* NUMA node information for pages
@ 2014-03-31 23:41 Ulrich Drepper
[not found] ` <533a1566.540db40a.274d.ffff8616SMTPIN_ADDED_BROKEN@mx.google.com>
[not found] ` <533a1563.ad318c0a.6a93.182bSMTPIN_ADDED_BROKEN@mx.google.com>
0 siblings, 2 replies; 9+ messages in thread
From: Ulrich Drepper @ 2014-03-31 23:41 UTC (permalink / raw)
To: anatol.pomozov, jkosina, akpm, xemul, rientjes, paul.gortmaker,
n-horiguchi, linux-kernel
I might be missing something but I couldn't find a way to use the
pagemap information to then look up the NUMA node the respective page is
located on. Especially when analyzing anomalities this is really
useful. The /proc/kpageflags and /proc/kpagecount files don't have that
information.
If this is correct, could the attached patch be considered? It's really
simple and follows the same line as the kpageflags file.
Signed-off-by: Ulrich Drepper <drepper@gmail.com>
Documentation/vm/pagemap.txt | 3 ++
fs/proc/page.c | 50
+++++++++++++++++++++++++++++++++++++++++++
2 files changed, 53 insertions(+)
diff --git a/Documentation/vm/pagemap.txt b/Documentation/vm/pagemap.txt
index 5948e45..413b34c 100644
--- a/Documentation/vm/pagemap.txt
+++ b/Documentation/vm/pagemap.txt
@@ -34,6 +34,9 @@ There are three components to pagemap:
* /proc/kpagecount. This file contains a 64-bit count of the number of
times each page is mapped, indexed by PFN.

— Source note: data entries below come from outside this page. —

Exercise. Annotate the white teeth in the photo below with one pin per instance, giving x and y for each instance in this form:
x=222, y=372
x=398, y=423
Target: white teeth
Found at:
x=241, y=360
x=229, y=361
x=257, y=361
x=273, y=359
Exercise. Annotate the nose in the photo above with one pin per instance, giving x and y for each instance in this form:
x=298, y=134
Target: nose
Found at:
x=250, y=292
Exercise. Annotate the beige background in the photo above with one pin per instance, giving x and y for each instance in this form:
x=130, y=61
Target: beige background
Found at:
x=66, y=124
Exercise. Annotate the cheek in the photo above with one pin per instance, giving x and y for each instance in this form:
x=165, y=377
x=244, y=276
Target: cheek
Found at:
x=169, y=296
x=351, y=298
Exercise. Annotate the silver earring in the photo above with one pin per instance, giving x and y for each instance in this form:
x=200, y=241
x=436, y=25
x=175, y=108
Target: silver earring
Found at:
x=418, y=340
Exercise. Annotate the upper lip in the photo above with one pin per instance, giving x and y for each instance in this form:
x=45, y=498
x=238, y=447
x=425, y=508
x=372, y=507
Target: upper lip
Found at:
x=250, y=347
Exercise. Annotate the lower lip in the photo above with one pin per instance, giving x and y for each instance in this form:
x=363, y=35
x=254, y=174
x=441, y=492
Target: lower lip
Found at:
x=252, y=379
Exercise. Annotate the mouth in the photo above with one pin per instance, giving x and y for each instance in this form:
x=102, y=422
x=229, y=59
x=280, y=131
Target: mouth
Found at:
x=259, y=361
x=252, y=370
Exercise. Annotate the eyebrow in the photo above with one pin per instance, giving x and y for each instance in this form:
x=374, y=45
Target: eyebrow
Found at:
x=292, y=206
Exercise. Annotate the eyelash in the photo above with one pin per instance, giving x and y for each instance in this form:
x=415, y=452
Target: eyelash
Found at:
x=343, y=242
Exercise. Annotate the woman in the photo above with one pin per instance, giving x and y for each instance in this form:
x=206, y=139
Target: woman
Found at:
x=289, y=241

+ * /proc/kpagenode. This file contains a 32-bit number of the NUMA node
+ each page is mapped on.
+
* /proc/kpageflags. This file contains a 64-bit set of flags for each
page, indexed by PFN.
diff --git a/fs/proc/page.c b/fs/proc/page.c
index e647c55..65bea9f 100644
--- a/fs/proc/page.c
+++ b/fs/proc/page.c
@@ -15,6 +15,9 @@
#define KPMSIZE sizeof(u64)
#define KPMMASK (KPMSIZE - 1)
+#define KNIDSIZE sizeof(s32)
+#define KNIDMASK (KNIDSIZE - 1)
+
/* /proc/kpagecount - an array exposing page counts
*
* Each entry is a u64 representing the corresponding
@@ -212,10 +215,57 @@ static const struct file_operations proc_kpageflags_operations = {
.read = kpageflags_read,
};
+/* /proc/kpagenode - an array exposing node information for pages
+ *
+ * Each entry is a s32 representing the corresponding
+ * physical page flags.
+ */
+
+static ssize_t kpagenode_read(struct file *file, char __user *buf,
+ size_t count, loff_t *ppos)
+{
+ u64 __user *out = (u64 __user *)buf;
+ unsigned long src = *ppos;
+ unsigned long pfn = src / KNIDSIZE;
+ ssize_t ret = 0;
+
+ count = min_t(unsigned long, count, (max_pfn * KNIDSIZE) - src);
+ if (src & KNIDSIZE || count & KNIDMASK)
+ return -EINVAL;
+
+ while (count > 0) {
+ int nid;
+ if (pfn_valid(pfn))
+ nid = pfn_to_nid(pfn);
+ else
+ nid = -1;
+
+ if (put_user(nid, out)) {
+ ret = -EFAULT;
+ break;
+ }
+
+ pfn++;
+ out++;
+ count -= KNIDSIZE;
+ }
+
+ *ppos += (char __user *)out - buf;
+ if (!ret)
+ ret = (char __user *)out - buf;
+ return ret;
+}
+
+static const struct file_operations proc_kpagenode_operations = {
+ .llseek = mem_lseek,
+ .read = kpagenode_read,
+};
+
static int __init proc_page_init(void)
{
proc_create("kpagecount", S_IRUSR, NULL, &proc_kpagecount_operations);
proc_create("kpageflags", S_IRUSR, NULL, &proc_kpageflags_operations);
+ proc_create("kpagenode", S_IRUSR, NULL, &proc_kpagenode_operations);
return 0;
}
fs_initcall(proc_page_init);
^ permalink raw reply related [flat|nested] 9+ messages in thread
* Re: NUMA node information for pages
[not found] ` <533a1566.540db40a.274d.ffff8616SMTPIN_ADDED_BROKEN@mx.google.com>
@ 2014-04-01 4:28 ` David Rientjes
0 siblings, 0 replies; 9+ messages in thread
From: David Rientjes @ 2014-04-01 4:28 UTC (permalink / raw)
To: Naoya Horiguchi
Cc: drepper, anatol.pomozov, jkosina, akpm, xemul, paul.gortmaker,
linux-kernel
On Mon, 31 Mar 2014, Naoya Horiguchi wrote:
> > I might be missing something but I couldn't find a way to use the
> > pagemap information to then look up the NUMA node the respective page is
> > located on. Especially when analyzing anomalities this is really
> > useful. The /proc/kpageflags and /proc/kpagecount files don't have that
> > information.
> >
> > If this is correct, could the attached patch be considered? It's really
> > simple and follows the same line as the kpageflags file.
>
> The information about "pfn-node" mapping seldom (or never) changes after boot,
> so it seems better to me that adding a new interface somewhere under
> /sys/devices/system/node/nodeN which shows pfn range of a given node.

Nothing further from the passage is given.